The plaintiff also claims that "Jacoby's immediate success upon his return to the Greater Boston area is a direct product of the plaintiff's expenditures and promotion." It further contends that "Jacoby was a unique product of plaintiff's business established over many years." Even though a broadcasting company may have expended large sums to promote a performer's popularity with the listening public, it would indeed be difficult to determine that such expenditures and promotion have resulted in the performer's popularity.

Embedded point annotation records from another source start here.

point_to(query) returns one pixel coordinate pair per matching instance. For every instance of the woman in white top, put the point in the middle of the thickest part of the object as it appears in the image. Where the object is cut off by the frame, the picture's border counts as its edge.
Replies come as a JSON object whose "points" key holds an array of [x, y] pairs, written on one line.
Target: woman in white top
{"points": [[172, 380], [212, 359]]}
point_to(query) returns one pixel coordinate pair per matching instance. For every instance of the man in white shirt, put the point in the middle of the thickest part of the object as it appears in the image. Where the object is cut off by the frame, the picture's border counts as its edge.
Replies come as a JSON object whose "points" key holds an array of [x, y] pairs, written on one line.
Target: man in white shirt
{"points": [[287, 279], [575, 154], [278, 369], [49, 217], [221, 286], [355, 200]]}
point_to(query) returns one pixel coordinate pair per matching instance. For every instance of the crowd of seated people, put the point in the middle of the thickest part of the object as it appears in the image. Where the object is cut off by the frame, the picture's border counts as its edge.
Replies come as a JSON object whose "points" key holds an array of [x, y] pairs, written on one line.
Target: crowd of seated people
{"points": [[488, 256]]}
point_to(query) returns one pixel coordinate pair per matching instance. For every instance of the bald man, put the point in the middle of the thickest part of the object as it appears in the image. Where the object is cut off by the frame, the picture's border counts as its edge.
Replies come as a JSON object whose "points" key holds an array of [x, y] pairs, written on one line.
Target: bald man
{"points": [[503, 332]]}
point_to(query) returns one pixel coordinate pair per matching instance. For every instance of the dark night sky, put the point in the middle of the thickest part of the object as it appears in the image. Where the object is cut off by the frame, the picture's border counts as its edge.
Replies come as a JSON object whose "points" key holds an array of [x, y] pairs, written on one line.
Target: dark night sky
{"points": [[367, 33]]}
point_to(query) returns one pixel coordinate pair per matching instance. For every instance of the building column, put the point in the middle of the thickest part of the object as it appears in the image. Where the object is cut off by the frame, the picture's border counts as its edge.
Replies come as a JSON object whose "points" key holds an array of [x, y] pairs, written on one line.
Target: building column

The performer's popularity may well be attributed to his own personality and ability. Even if we assume that the plaintiff's promotion of Jacoby resulted in his popularity, we believe that Jacoby's absence for almost three years from the Boston broadcasting area sufficiently protected any business interests of the plaintiff. During this period the plaintiff continued to conduct a "talk show" during the time slot previously occupied by Jacoby. Thus, during the period when the plaintiff was most vulnerable to competition from Jacoby, there was no such competition.
"[A]n employer cannot by contract prevent his employee from using the skill and intelligence acquired or increased and improved through experience or through instruction received in the course of the employment. The employee may achieve superiority in his particular department by every lawful means at hand, and then, upon the rightful termination of his contract for service, use that superiority for the benefit of rivals in trade of his former employer." Club Aluminum Co. v. Young, supra, at 226-227. This court in the above case quoting from the case of Herbert Morris, Ltd. v. Saxelby,  1 A. C. 688, 714, stated, "`a man's aptitudes, his skill, his dexterity, his manual or mental ability . . . ought not to be relinquished by a servant; they are not his master's property; they are his own property; they are himself . . . .'" We are of opinion that the restrictive covenant in the 1965 contract is no longer reasonably necessary for the protection of the plaintiff's business. Enforcement of the covenant beyond the years of Jacoby's absence from Boston would merely be protecting the plaintiff against ordinary competition. It is not entitled to such protection.
In view of our determination that it is unnecessary to enforce the covenant to its full extent in order to protect the business interests of the employer, we need not treat with the plaintiff's other arguments.
The judge rightly concluded that the plaintiff was not entitled to "equitable relief . . . against . . . Jacoby [nor] to any injunctive relief or damages" against Westinghouse.